Действительно, её судят за то, что она не даёт «математического» доказательства своего призвания: в плане конкретных фактов она погибает, не доведя своего дела до конца. Можно только удивляться, что этим богословам никогда не пришло в голову то, что Жерсон понял заранее, до всего, – и что за богословской наукой они забыли совсем простую вещь: «Если Ты Сын Божий, сойди со креста!»
Благодарила ли она за явление знака?
– Я благодарила Господа за то, что Он избавил меня от настойчивости тамошних клириков, которые рассуждали обо мне.

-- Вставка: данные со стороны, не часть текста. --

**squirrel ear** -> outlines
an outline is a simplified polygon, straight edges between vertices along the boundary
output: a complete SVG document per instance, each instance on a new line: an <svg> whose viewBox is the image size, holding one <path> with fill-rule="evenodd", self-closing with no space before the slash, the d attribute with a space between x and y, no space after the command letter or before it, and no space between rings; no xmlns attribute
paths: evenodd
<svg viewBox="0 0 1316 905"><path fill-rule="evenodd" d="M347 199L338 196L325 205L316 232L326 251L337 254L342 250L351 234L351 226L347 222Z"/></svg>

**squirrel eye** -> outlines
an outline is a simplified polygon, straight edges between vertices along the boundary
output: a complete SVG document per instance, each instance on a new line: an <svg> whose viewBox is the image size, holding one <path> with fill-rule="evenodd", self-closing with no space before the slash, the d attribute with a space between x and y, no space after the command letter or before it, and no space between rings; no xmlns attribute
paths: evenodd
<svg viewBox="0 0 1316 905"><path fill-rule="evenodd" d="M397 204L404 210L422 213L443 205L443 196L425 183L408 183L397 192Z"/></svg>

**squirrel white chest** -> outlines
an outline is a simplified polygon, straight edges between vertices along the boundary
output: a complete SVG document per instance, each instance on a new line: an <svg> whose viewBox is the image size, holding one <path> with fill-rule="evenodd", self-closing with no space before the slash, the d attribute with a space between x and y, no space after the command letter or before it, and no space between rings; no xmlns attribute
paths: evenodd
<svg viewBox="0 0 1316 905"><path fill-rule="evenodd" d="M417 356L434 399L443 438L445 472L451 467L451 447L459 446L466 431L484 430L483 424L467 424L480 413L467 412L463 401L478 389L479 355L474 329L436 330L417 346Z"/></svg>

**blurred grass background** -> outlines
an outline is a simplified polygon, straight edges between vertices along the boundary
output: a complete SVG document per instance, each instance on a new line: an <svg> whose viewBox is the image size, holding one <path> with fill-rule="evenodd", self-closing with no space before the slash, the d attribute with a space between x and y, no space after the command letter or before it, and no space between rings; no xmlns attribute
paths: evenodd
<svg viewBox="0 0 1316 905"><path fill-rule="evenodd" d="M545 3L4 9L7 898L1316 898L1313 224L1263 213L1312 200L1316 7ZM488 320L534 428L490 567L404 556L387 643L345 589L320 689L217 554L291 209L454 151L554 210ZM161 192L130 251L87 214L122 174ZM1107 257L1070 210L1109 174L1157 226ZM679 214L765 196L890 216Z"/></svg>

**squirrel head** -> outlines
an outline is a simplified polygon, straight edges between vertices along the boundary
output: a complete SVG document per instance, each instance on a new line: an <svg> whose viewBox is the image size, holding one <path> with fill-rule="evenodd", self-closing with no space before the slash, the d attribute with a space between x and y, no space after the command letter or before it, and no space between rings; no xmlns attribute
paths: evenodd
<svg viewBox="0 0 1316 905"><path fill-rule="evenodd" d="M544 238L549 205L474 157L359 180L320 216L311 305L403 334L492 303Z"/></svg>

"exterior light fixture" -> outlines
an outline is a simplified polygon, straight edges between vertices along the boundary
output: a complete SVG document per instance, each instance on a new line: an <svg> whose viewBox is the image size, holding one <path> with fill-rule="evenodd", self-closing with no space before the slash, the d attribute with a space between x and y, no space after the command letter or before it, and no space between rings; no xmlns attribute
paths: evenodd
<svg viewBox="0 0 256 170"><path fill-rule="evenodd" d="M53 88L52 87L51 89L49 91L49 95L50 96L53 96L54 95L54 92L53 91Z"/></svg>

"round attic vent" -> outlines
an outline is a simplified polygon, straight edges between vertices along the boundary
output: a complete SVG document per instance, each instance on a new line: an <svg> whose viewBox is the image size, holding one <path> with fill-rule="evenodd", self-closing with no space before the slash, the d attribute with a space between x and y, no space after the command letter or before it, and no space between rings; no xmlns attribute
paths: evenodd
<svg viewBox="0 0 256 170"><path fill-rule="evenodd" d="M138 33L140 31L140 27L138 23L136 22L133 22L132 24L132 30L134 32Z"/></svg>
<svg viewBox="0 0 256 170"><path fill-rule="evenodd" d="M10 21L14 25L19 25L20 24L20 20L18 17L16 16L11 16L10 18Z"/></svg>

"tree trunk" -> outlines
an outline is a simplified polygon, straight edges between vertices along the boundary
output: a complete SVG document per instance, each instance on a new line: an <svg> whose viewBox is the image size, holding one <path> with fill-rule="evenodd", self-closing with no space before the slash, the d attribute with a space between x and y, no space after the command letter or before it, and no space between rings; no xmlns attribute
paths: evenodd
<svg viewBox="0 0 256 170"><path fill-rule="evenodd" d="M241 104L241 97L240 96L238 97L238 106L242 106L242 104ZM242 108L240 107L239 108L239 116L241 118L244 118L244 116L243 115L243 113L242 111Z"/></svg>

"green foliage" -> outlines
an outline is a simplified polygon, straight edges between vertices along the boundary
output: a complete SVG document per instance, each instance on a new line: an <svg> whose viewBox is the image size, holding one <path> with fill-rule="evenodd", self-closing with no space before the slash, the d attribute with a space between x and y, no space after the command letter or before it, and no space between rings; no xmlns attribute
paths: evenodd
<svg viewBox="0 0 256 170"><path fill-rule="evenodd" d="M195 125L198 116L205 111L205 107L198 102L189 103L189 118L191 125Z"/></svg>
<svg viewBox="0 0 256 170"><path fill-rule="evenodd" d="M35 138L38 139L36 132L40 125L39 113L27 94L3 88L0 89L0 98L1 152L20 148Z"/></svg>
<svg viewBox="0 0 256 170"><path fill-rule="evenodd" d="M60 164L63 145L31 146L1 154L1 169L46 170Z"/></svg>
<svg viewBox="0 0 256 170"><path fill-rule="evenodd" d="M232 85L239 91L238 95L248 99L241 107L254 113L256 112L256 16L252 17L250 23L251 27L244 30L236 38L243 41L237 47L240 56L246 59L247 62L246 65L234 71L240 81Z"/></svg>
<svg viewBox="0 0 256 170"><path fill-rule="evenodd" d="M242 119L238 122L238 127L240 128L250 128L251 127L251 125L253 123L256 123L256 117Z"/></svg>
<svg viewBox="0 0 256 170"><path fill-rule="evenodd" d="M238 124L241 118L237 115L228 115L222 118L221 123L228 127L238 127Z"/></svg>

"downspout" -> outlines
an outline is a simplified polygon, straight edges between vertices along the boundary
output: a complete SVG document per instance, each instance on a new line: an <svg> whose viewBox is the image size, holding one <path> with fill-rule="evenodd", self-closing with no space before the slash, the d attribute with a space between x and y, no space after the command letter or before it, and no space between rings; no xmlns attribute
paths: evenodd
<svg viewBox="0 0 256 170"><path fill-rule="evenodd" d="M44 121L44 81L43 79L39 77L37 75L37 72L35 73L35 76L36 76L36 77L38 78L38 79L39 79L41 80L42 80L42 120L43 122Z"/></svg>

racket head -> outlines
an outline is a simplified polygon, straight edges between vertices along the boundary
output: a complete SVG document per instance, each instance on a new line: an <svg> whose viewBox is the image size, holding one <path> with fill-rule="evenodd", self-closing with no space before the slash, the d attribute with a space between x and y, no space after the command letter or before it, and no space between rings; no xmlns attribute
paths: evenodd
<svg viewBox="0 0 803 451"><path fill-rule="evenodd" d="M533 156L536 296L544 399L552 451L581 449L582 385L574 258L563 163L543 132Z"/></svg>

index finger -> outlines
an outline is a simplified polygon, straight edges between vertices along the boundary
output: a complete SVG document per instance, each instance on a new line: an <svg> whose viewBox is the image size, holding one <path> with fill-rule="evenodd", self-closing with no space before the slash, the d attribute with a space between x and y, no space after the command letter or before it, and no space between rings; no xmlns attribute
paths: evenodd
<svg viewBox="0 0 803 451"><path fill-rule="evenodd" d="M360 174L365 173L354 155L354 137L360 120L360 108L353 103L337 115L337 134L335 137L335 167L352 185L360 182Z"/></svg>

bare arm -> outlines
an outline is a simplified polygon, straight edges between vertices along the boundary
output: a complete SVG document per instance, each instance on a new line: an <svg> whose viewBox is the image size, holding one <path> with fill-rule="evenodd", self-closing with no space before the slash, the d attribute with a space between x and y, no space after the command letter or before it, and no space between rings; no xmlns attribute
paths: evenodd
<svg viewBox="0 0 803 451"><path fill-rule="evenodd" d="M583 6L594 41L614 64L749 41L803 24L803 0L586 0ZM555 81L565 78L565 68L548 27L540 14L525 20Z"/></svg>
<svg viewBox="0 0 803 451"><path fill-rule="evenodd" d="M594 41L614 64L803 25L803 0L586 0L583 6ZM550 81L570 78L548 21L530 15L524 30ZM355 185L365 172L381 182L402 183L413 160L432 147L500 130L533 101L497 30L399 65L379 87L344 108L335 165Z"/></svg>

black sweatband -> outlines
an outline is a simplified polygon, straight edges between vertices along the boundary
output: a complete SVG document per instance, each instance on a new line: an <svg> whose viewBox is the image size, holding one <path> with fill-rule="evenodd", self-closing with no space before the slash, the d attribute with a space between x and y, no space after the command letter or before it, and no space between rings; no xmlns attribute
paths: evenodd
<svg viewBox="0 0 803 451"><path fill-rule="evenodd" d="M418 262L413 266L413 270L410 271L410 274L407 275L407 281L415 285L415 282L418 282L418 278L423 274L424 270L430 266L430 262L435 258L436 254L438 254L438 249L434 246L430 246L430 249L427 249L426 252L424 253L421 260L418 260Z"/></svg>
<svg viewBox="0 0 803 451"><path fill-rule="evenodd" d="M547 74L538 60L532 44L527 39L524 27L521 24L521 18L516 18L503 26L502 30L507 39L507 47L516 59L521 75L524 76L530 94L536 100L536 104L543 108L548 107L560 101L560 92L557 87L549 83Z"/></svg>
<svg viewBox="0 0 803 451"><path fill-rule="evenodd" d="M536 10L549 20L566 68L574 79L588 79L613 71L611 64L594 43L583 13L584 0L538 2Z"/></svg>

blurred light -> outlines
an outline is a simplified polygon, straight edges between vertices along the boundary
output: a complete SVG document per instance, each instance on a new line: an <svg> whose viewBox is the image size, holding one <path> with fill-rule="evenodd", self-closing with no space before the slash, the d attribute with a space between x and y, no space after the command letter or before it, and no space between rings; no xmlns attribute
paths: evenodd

И несколько раз я встала на колени…
И тут начинается её рассказ, который мы привели в своё время, анализируя шинонскую тайну:
– Ангел, пришедший от Бога и ни от кого другого, вручил знак моему королю…
«И добавила:
– Ради любви ко мне и чтобы они перестали меня допрашивать, Богу было угодно, чтобы знак увидали те из наших, кто его увидал»…
Неожиданный вопрос, выбивающий её из её схемы:
Король и она – поклонились ли они ангелу?
Благоразумно умолчав о короле, она ответила, что, конечно, она поклонялась тому ангелу, который ею руководит и сопровождал её во всё время шпионского свидания:
– Я поклонилась, и встала на колени, и сняла свою шапочку.
И дальше образ ангела моментами будет двоиться: каждый раз, когда прямой ответ означал бы признание, что явление ангела королю было явлением её самой в несотворенном свете, она будет говорить не о себе, а о своём незримом для других руководителе.